It's fine to use fibers, but everybody has to be on board with the plan
We saw fibers a long time ago when I looked at how you can use fibers as a form of coroutines to simplify the writing of enumerators. A fiber is a handy tool, but it’s a tool with very sharp edges. Since fibers are promiscuous with threads, you have to be careful when running code that cares about what thread it is running on, because that code may discover that its thread changed out from under it. For example, critical sections and mutexes remember which thread owns them. If you enter a critical section on a fiber, and then you unschedule the fiber, then reschedule it onto a different thread, and then you leave the critical section, your critical section will end up corrupted because you broke the rule that says that a critical section must be exited on the same thread that entered it. Actually, you were already in bad shape once you unscheduled the fiber while it owned a resource: An unscheduled fiber cannot release the resource. Unscheduling a fiber is like suspending a thread: Anybody who later waits for that fiber to do anything will be waiting for an awful long time, because the fiber isn’t running at all. The difference, though, is that the fiber is unscheduled at controlled points in its execution, so you at least have a chance at suspending it at a safe time if you understand what the fiber is doing. For example, suppose you enter a critical section on a fiber, and then unschedule the fiber. Some time later, a thread (either running as a plain thread or a thread which is hosting a fiber) tries to enter the critical section. One of two things can happen:
- The thread happens to be the same one that was hosting the fiber that entered the critical section. Since a thread is permitted to re-enter a critical section it had previously acquired, the attempt to enter the critical section succeeds. You now have two chunks of code both running inside the critical section, which is exactly what your critical section was supposed to prevent. Havoc ensues.

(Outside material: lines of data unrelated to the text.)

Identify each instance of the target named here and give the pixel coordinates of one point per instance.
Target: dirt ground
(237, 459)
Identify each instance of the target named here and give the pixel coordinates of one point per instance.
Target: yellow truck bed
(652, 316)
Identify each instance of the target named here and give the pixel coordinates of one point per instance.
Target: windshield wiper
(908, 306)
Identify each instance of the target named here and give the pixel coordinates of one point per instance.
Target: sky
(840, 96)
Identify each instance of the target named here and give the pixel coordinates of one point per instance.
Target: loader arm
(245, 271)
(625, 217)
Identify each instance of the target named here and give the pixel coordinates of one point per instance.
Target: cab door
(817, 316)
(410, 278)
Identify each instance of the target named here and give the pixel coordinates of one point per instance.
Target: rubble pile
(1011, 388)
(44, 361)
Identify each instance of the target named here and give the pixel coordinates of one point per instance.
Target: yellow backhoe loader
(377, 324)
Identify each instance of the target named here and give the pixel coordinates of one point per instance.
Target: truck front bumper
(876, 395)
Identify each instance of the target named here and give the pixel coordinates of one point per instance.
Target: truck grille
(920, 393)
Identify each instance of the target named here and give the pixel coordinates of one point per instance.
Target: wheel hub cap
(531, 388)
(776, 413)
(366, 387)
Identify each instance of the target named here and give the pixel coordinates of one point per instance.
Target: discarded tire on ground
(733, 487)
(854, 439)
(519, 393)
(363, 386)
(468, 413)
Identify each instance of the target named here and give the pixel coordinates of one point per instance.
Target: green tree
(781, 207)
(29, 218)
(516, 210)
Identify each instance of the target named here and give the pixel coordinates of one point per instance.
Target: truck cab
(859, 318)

- The thread happens to be different from the one that was hosting the fiber that entered the critical section. That thread therefore blocks waiting for the critical section to be released. But in order for that to happen, you have to reschedule the owning fiber on its original thread so it can exit its protected region of code and release the critical section.

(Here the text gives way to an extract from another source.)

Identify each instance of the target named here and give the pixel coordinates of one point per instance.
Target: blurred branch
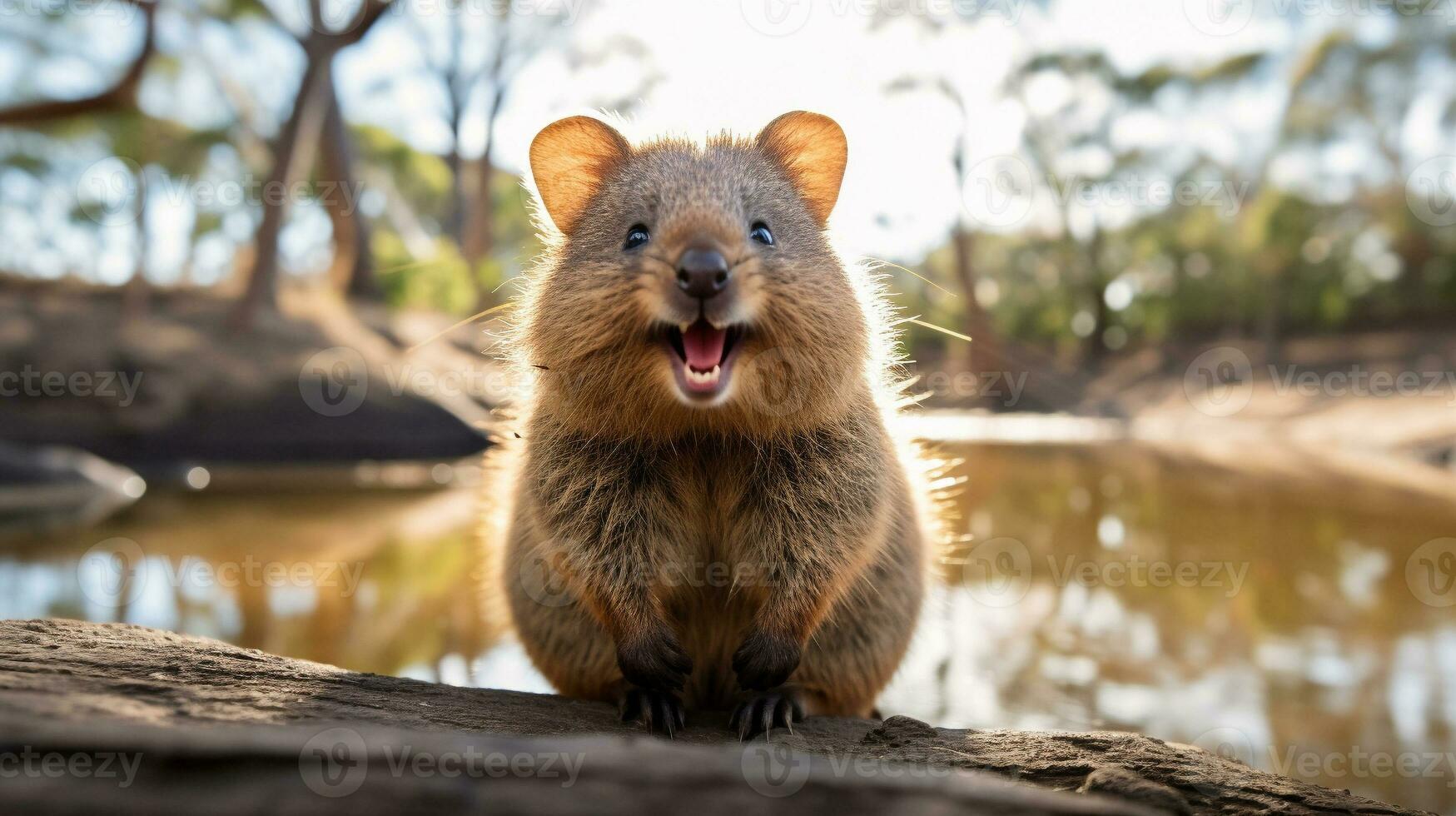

More generally, if you use an object which has thread affinity on a fiber, you are pretty much committed to keeping that fiber on that thread until the affinity is broken.

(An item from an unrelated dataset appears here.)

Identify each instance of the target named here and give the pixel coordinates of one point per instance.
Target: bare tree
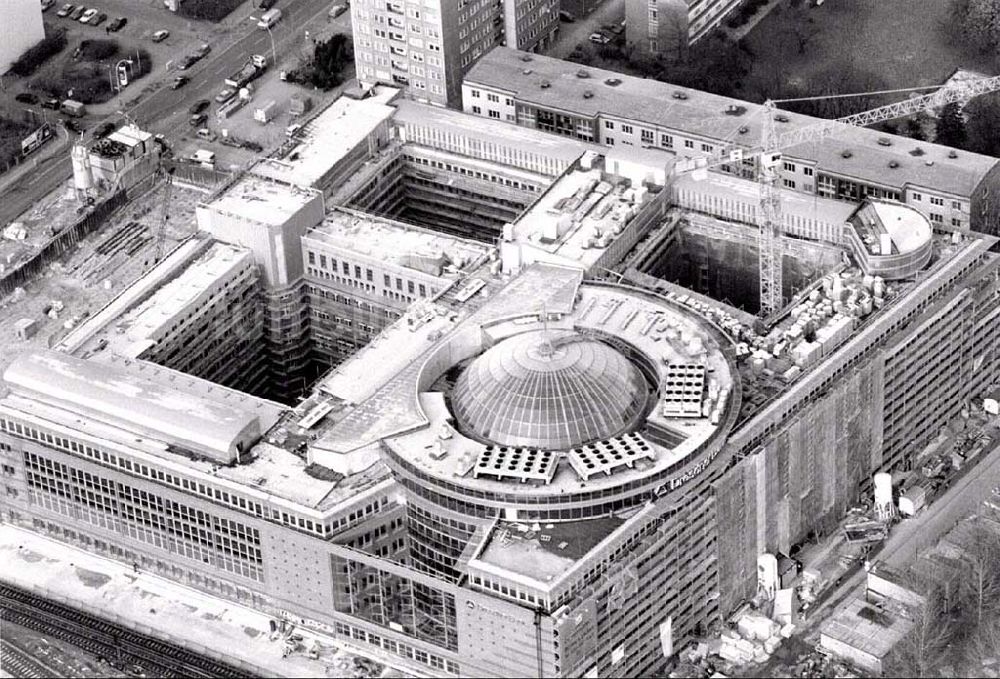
(920, 652)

This affinity can be subtle, because most code was not written with fibers in mind. Any code which calls
TlsGetValue has thread affinity, because thread local storage is a per-thread value, not a per-fiber value. (This also applies to moral equivalents to
TlsGetValue, like code which calls
GetCurrentThreadId and uses it as a lookup key in a table.) You need to use
FlsGetValue to get values which follow fibers around. But on the other hand, if the code is not running on a fiber, then you can’t call
FlsGetValue since there is no fiber to retrieve the value from. This dichotomy means that it’s very hard if not impossible to write code that is both thread-safe and fiber-aware if it needs to store data externally on a per-thread/fiber basis. Even if you manage to detect whether you are running on a thread or a fiber and call the appropriate function, if somebody calls
ConvertFiberToThread, then the correct location for storing your data changed behind your back.
If you are calling into code that you do not yourself control, then in the absence of documentation to the contrary, you don’t really have enough information to know whether the function is safe to call on a fiber. For example, C runtime functions like
strcmp have thread affinity (even though there’s nothing obviously threadlike about comparing strings) because they rely on the current thread’s locale.
Bottom line: (similar to the bottom line from last time): You have to understand the code that runs on your fiber, or you may end up accidentally stabbing yourself in the eyeball.
Bonus chatter: Structured exception handling is fiber-safe since it is stack-based rather than thread-based. Note, however, that when you call
ConvertThreadToFiber, any active structured exception handling frames on the thread become part of the fiber.